Your criteria are that a hand of 7 cards contains at least 1 card of type A, at least 1 card of type B, at least 1 card of type C, and at least 1 card of type D.

For a given hand arrangement, you can calculate the probability using the formulas in the link. As an example, the probability of the hand (1 card of type A, 1 card of type B, 1 card of type C, 2 cards of type D, and 2 cards of type E) is:

(4 choose 1) * (4 choose 1) * (4 choose 1) * (4 choose 2) * (44 choose 2) / (60 choose 7) = ~0.000941.

Note that this probability is for this specific hand, and there are many that meet your requirements. You will want to make a table of all realizable hands and sum up the probabilities. (or alternatively a table of all hands that don't meet the criterion, and subtract the sum from 1).

=== table of realizable hands ===

  • 1,1,1,1 of (A, B, C, D), 3 of other

(4 choose 1) * (4 choose 1) * (4 choose 1) * (4 choose 1) * (44 choose 3) / (60 choose 7) = ~0.00879

  • 1,1,1,2 of (A, B, C, D), 2 of other [4 variants]
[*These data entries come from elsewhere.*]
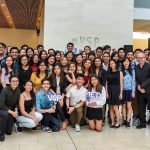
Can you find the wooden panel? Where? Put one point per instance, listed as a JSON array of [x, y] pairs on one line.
[[23, 12], [3, 23]]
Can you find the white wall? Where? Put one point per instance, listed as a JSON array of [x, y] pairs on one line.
[[18, 37], [88, 22]]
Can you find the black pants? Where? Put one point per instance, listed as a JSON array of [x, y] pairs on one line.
[[143, 100], [6, 122], [60, 112], [49, 120]]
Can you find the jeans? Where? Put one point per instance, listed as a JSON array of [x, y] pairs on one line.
[[6, 122], [76, 116], [28, 122], [49, 120]]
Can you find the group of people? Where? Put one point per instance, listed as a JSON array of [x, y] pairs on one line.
[[52, 89]]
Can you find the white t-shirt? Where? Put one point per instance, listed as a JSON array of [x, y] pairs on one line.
[[99, 98], [76, 95]]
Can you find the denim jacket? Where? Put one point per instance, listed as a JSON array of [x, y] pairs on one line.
[[42, 100], [129, 81]]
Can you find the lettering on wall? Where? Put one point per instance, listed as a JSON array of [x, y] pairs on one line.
[[81, 41]]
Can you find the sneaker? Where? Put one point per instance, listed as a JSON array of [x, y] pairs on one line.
[[18, 128], [141, 126], [127, 125], [47, 129], [2, 138], [34, 129], [77, 127], [124, 123], [135, 121]]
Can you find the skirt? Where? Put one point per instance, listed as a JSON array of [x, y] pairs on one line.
[[94, 113], [114, 92], [127, 96]]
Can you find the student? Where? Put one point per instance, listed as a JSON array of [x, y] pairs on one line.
[[99, 71], [24, 72], [34, 62], [64, 63], [45, 106], [28, 117], [43, 55], [75, 100], [58, 84], [142, 75], [128, 91], [106, 59], [87, 71], [114, 92], [94, 111], [79, 63], [9, 102], [7, 71], [40, 74]]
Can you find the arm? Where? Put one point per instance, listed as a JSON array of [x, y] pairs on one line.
[[3, 78], [121, 85], [22, 108]]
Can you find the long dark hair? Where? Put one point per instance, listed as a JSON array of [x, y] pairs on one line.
[[32, 94], [129, 68], [98, 87], [5, 66], [53, 80], [31, 60], [90, 71], [38, 70], [100, 67]]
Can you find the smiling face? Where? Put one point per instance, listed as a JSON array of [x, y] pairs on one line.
[[14, 82], [42, 67], [94, 82], [112, 65], [9, 61], [57, 70], [28, 86], [98, 62]]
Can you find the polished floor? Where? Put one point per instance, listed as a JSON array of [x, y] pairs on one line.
[[108, 139]]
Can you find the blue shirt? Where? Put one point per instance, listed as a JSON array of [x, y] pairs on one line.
[[42, 100], [129, 81]]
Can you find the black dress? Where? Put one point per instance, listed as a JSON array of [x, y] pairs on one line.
[[24, 76], [114, 88]]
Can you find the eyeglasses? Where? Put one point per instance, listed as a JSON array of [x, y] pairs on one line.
[[24, 59], [15, 81]]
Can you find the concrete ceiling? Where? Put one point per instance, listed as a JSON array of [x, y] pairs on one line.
[[141, 26]]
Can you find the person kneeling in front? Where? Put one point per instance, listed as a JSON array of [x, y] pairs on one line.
[[76, 97], [96, 98], [9, 103], [28, 117], [46, 106]]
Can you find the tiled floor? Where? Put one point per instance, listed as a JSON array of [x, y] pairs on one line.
[[108, 139]]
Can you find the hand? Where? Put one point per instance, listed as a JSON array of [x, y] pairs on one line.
[[61, 103], [133, 95], [120, 97], [71, 109], [93, 104], [51, 110], [54, 106], [14, 114], [142, 91], [35, 120], [107, 96], [139, 88]]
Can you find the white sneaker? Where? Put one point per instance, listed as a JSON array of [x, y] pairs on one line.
[[77, 127]]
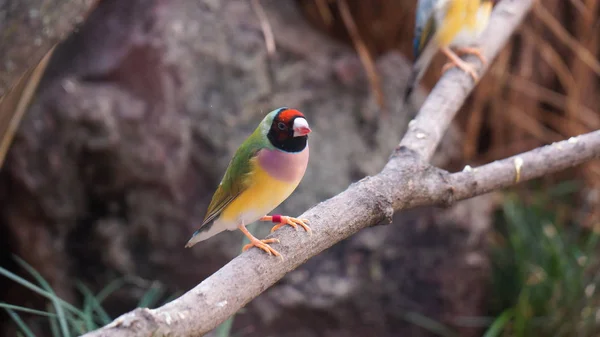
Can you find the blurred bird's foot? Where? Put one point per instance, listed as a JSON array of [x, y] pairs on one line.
[[261, 244], [283, 220], [473, 51], [456, 61]]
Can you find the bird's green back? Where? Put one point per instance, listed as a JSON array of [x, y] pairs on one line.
[[235, 180]]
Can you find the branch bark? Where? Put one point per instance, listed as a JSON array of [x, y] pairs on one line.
[[406, 181]]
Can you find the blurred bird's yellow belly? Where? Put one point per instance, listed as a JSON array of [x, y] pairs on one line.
[[461, 14], [263, 195]]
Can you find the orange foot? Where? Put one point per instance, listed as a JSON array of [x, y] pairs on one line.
[[283, 220], [456, 61], [262, 244]]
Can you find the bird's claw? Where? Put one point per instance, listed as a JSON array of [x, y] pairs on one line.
[[294, 222], [263, 244]]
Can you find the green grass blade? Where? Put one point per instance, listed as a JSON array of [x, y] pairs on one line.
[[54, 327], [499, 324], [151, 296], [19, 322], [25, 309], [56, 302], [428, 324], [36, 289]]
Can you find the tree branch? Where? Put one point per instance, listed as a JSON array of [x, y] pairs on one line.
[[29, 28], [406, 181], [526, 166]]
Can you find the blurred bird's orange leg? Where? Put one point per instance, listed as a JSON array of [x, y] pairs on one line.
[[283, 220], [262, 244], [456, 61]]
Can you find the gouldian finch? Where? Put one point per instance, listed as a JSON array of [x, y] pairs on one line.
[[263, 172], [445, 24]]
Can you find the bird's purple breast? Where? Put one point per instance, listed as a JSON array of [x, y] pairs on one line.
[[284, 166]]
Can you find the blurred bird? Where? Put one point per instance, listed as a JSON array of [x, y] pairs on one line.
[[445, 24], [263, 172]]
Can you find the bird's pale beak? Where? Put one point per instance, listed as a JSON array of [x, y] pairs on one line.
[[301, 127], [302, 131]]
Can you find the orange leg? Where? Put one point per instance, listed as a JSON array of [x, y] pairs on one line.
[[262, 244], [456, 61], [283, 220]]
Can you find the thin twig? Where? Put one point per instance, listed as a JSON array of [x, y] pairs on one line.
[[363, 52]]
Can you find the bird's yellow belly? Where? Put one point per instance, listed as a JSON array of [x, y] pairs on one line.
[[264, 195]]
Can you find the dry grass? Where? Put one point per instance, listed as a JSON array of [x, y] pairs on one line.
[[543, 87]]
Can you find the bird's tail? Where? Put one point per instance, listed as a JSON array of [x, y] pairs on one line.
[[420, 66], [203, 233]]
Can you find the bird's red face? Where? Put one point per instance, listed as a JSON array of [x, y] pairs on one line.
[[289, 130]]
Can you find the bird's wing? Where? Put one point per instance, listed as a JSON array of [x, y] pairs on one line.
[[424, 25], [234, 182]]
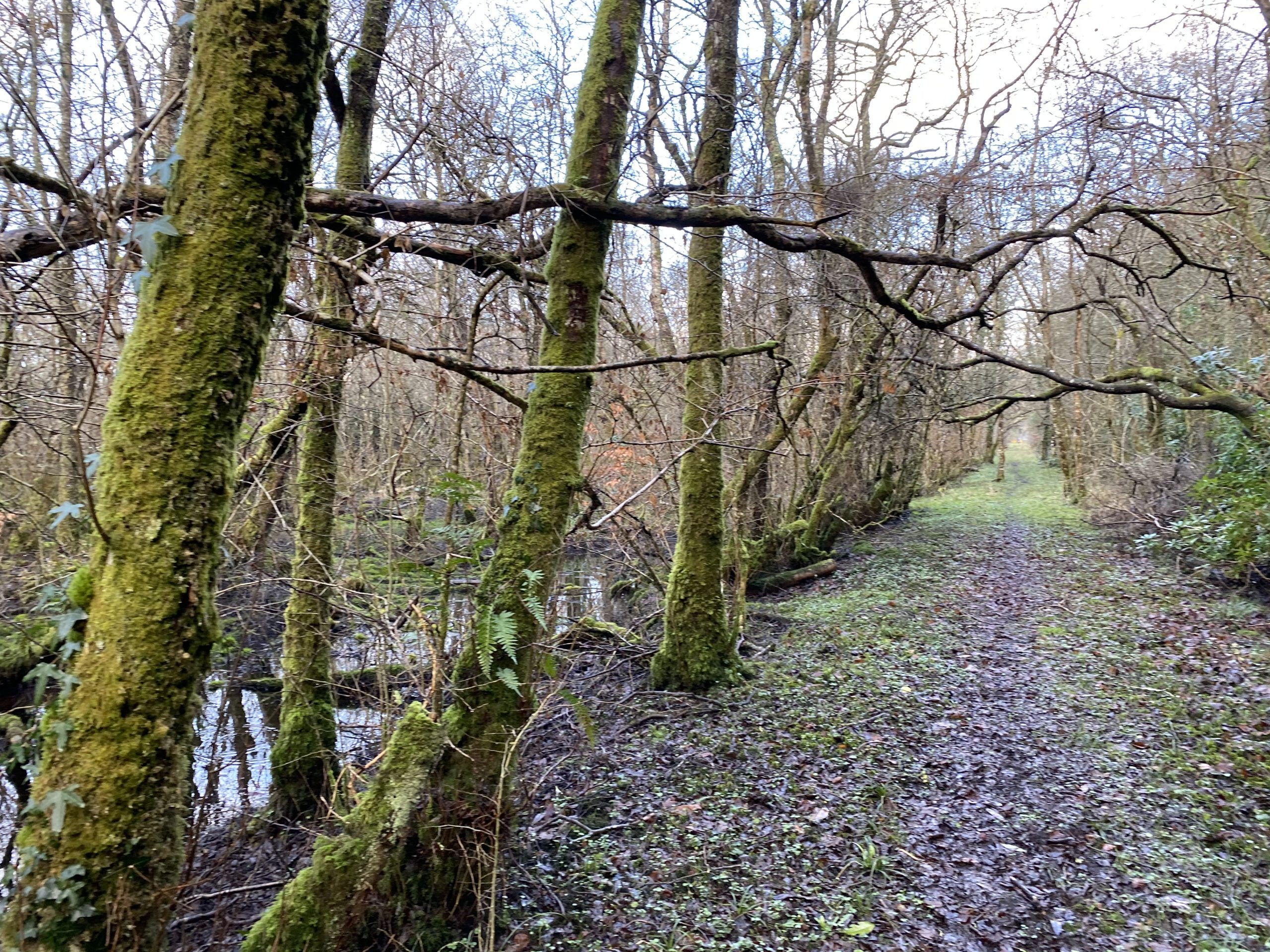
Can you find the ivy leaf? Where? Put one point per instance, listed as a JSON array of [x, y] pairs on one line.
[[146, 234], [55, 804], [62, 730], [44, 672], [41, 673], [166, 169], [66, 622], [63, 509]]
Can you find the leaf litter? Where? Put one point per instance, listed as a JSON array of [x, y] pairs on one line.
[[995, 730]]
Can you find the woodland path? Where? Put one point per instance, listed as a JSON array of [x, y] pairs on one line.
[[992, 730]]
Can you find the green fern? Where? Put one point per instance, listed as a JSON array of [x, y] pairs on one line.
[[530, 597], [495, 631]]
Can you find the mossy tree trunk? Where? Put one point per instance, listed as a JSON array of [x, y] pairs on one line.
[[112, 799], [487, 713], [303, 758], [337, 903], [698, 651], [435, 885]]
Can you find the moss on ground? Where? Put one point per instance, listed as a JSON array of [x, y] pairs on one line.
[[785, 813]]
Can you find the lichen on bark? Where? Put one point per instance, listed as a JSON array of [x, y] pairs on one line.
[[163, 489]]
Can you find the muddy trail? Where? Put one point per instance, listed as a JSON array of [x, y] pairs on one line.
[[992, 730]]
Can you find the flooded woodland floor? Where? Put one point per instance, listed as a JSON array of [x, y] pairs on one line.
[[991, 730]]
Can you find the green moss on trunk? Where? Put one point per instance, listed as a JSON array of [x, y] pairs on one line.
[[487, 713], [698, 651], [304, 756], [163, 489], [338, 900]]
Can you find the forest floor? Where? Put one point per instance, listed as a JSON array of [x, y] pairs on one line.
[[994, 729]]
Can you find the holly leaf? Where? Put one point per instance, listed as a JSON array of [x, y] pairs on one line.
[[63, 509], [166, 169]]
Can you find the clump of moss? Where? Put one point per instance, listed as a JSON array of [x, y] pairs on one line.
[[332, 903], [79, 590]]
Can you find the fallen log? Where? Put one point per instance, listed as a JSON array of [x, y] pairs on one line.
[[776, 582]]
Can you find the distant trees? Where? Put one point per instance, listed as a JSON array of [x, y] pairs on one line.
[[495, 298], [102, 847]]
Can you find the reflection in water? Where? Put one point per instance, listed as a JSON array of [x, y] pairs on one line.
[[237, 728]]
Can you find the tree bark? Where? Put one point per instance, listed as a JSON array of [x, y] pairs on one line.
[[452, 843], [163, 490], [698, 652]]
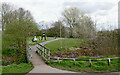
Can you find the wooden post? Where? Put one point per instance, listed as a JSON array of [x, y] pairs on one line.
[[49, 55], [108, 61], [45, 53], [74, 61], [90, 63], [58, 60]]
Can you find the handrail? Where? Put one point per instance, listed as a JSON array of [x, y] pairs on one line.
[[44, 52]]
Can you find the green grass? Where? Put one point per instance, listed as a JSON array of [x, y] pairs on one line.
[[21, 69], [83, 66], [66, 44], [39, 41]]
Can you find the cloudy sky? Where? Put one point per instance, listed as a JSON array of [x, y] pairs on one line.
[[104, 12]]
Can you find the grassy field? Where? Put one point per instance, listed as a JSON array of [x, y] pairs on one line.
[[39, 41], [83, 66], [66, 44], [20, 69]]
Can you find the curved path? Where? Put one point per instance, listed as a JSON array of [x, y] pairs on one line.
[[41, 67]]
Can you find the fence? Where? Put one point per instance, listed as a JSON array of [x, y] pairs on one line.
[[29, 53], [90, 60], [44, 52]]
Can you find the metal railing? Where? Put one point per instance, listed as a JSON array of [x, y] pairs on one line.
[[29, 53], [43, 52]]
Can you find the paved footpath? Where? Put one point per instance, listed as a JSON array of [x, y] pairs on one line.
[[41, 67]]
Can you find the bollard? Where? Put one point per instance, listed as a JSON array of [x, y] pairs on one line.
[[58, 60], [90, 63], [45, 53], [49, 55], [74, 61], [108, 61]]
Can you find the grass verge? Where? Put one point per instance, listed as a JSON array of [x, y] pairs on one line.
[[66, 44], [20, 69], [38, 41], [83, 66]]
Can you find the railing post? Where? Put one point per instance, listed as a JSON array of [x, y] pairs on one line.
[[108, 61], [90, 63], [42, 52], [49, 55], [58, 60], [45, 53], [74, 61]]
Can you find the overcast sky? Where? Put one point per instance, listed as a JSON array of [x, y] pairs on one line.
[[103, 11]]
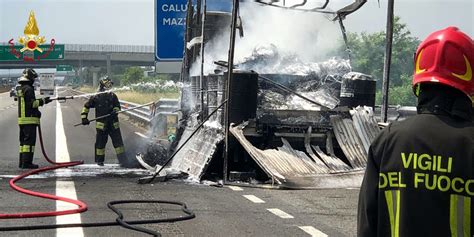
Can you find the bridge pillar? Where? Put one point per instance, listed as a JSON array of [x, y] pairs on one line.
[[95, 76]]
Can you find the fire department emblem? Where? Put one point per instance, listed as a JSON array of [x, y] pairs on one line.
[[31, 40], [30, 43]]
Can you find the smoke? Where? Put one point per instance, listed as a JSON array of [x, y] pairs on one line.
[[306, 36]]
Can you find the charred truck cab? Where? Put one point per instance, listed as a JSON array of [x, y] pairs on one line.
[[287, 130]]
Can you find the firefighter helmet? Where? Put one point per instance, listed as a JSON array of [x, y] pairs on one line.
[[446, 57], [29, 74], [105, 83]]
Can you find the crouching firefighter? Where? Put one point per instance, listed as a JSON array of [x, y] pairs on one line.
[[105, 102], [28, 117]]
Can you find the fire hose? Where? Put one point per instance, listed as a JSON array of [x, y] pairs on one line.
[[82, 206], [149, 179]]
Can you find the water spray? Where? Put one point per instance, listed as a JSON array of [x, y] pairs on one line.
[[114, 113]]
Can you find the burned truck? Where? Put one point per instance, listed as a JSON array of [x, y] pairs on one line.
[[293, 124]]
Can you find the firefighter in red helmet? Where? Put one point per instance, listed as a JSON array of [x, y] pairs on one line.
[[419, 179], [28, 117], [106, 102]]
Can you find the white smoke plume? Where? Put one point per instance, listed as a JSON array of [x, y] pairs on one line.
[[307, 36]]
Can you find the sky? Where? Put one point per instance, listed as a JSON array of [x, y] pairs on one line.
[[131, 22]]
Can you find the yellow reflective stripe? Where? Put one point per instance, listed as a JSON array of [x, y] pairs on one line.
[[99, 125], [28, 120], [467, 216], [100, 152], [392, 197], [119, 150], [22, 107], [460, 216], [35, 104]]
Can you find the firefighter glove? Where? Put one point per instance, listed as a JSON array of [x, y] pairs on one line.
[[47, 100], [85, 121]]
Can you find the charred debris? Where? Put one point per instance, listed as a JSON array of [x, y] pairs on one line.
[[293, 124]]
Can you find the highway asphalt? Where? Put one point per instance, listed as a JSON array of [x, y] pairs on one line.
[[220, 211]]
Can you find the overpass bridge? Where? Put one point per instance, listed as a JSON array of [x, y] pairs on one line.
[[93, 55]]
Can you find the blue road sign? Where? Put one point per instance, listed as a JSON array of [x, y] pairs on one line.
[[170, 26]]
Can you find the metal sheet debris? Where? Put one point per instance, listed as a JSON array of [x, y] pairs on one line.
[[291, 168], [194, 158], [355, 137]]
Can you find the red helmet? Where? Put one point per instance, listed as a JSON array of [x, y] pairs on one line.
[[446, 57]]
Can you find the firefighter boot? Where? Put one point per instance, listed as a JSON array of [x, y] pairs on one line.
[[27, 161], [122, 158], [100, 160], [20, 165]]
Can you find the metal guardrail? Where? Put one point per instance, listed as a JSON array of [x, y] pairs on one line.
[[146, 114]]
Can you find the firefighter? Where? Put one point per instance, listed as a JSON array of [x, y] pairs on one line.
[[28, 117], [105, 102], [419, 179]]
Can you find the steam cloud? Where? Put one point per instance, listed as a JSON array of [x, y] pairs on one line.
[[310, 37]]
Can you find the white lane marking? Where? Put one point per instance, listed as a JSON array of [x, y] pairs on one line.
[[280, 213], [254, 199], [141, 135], [312, 231], [235, 188], [65, 188]]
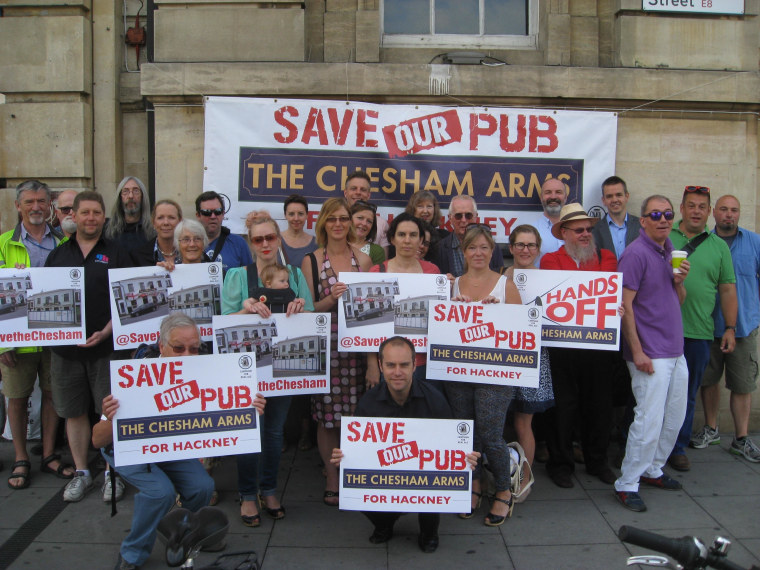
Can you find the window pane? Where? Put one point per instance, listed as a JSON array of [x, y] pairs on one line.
[[456, 17], [406, 16], [506, 17]]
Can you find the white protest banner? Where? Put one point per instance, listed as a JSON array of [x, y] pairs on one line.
[[184, 407], [405, 465], [142, 296], [258, 151], [380, 305], [292, 353], [42, 306], [580, 308], [489, 344]]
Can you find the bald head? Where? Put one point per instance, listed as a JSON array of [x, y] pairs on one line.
[[726, 213]]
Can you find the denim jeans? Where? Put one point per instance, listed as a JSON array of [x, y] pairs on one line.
[[158, 485], [697, 353], [257, 472]]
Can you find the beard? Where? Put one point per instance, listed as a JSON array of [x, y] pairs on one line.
[[581, 253], [69, 226]]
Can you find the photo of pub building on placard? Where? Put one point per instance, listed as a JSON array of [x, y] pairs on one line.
[[370, 301], [300, 356], [412, 314], [138, 298], [256, 338], [13, 295], [200, 302], [55, 308]]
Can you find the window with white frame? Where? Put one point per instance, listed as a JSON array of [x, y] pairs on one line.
[[460, 23]]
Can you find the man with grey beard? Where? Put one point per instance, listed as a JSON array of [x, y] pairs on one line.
[[553, 197], [130, 224], [580, 380], [64, 211]]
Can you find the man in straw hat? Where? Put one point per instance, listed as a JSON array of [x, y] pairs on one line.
[[580, 379]]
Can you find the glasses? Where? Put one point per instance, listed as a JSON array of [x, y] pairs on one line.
[[656, 215], [180, 348], [579, 231], [258, 240], [336, 219], [697, 189], [365, 205]]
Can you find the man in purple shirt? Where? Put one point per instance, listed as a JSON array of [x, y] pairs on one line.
[[653, 350]]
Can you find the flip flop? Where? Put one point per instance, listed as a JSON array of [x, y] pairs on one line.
[[59, 472], [23, 476]]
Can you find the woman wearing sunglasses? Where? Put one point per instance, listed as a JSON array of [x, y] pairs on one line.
[[335, 233], [364, 218], [525, 246], [257, 473], [487, 403]]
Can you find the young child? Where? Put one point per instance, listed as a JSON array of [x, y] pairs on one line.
[[276, 292]]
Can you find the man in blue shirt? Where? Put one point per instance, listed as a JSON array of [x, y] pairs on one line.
[[618, 228], [740, 366], [228, 248]]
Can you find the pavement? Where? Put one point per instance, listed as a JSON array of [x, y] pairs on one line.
[[554, 528]]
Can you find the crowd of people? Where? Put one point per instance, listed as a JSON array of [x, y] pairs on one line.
[[680, 330]]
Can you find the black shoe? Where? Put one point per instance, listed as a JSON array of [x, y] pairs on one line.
[[382, 534], [605, 474], [428, 542], [562, 479]]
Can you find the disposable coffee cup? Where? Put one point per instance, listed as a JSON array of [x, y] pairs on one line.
[[677, 256]]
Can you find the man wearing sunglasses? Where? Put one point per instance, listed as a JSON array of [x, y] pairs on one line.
[[228, 248], [711, 274], [740, 366], [64, 212], [653, 350], [463, 211], [582, 387]]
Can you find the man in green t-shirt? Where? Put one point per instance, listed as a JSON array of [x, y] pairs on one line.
[[711, 272]]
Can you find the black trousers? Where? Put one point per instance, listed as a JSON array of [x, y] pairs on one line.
[[428, 521], [583, 387]]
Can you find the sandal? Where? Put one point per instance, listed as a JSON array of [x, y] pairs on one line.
[[330, 495], [23, 476], [472, 511], [498, 520], [276, 514], [250, 520], [60, 470]]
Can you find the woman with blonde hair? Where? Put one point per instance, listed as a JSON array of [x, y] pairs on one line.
[[335, 254], [257, 473]]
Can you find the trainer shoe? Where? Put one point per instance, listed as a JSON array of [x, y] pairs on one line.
[[77, 488], [706, 436], [662, 482], [107, 491], [746, 448], [631, 500]]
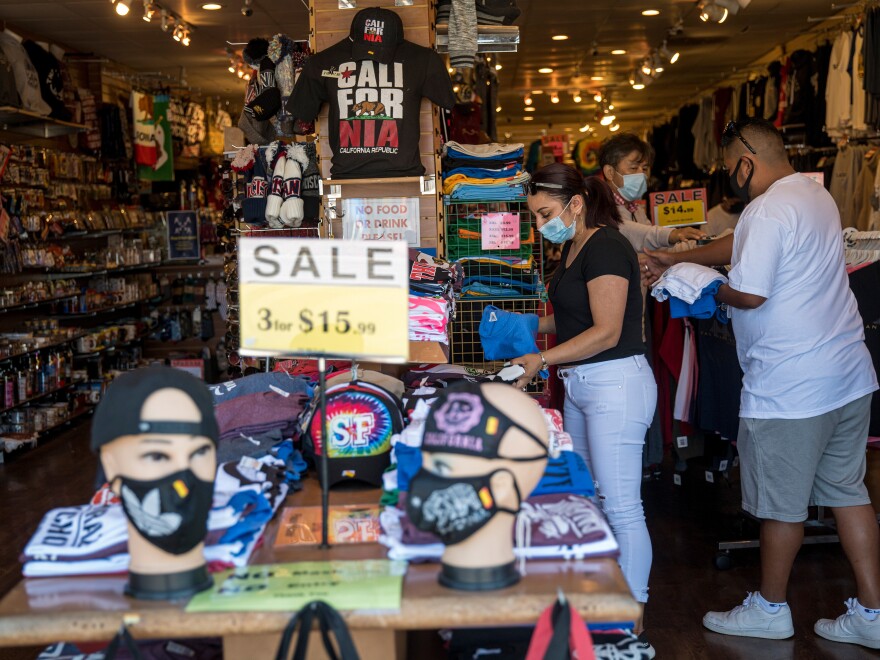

4 * [(4 choose 1) * (4 choose 1) * (4 choose 1) * (4 choose 2) * (44 choose 2) / (60 choose 7)] = ~0.00376

  • 1,1,2,2 of (A, B, C, D), 1 of other [6 variants]

6 * [(4 choose 1) * (4 choose 1) * (4 choose 2) * (4 choose 2) * (44 choose 1) / (60 choose 7)] = ~0.000394

  • 1,2,2,2 of (A, B, C, D), 0 of other [4 variants]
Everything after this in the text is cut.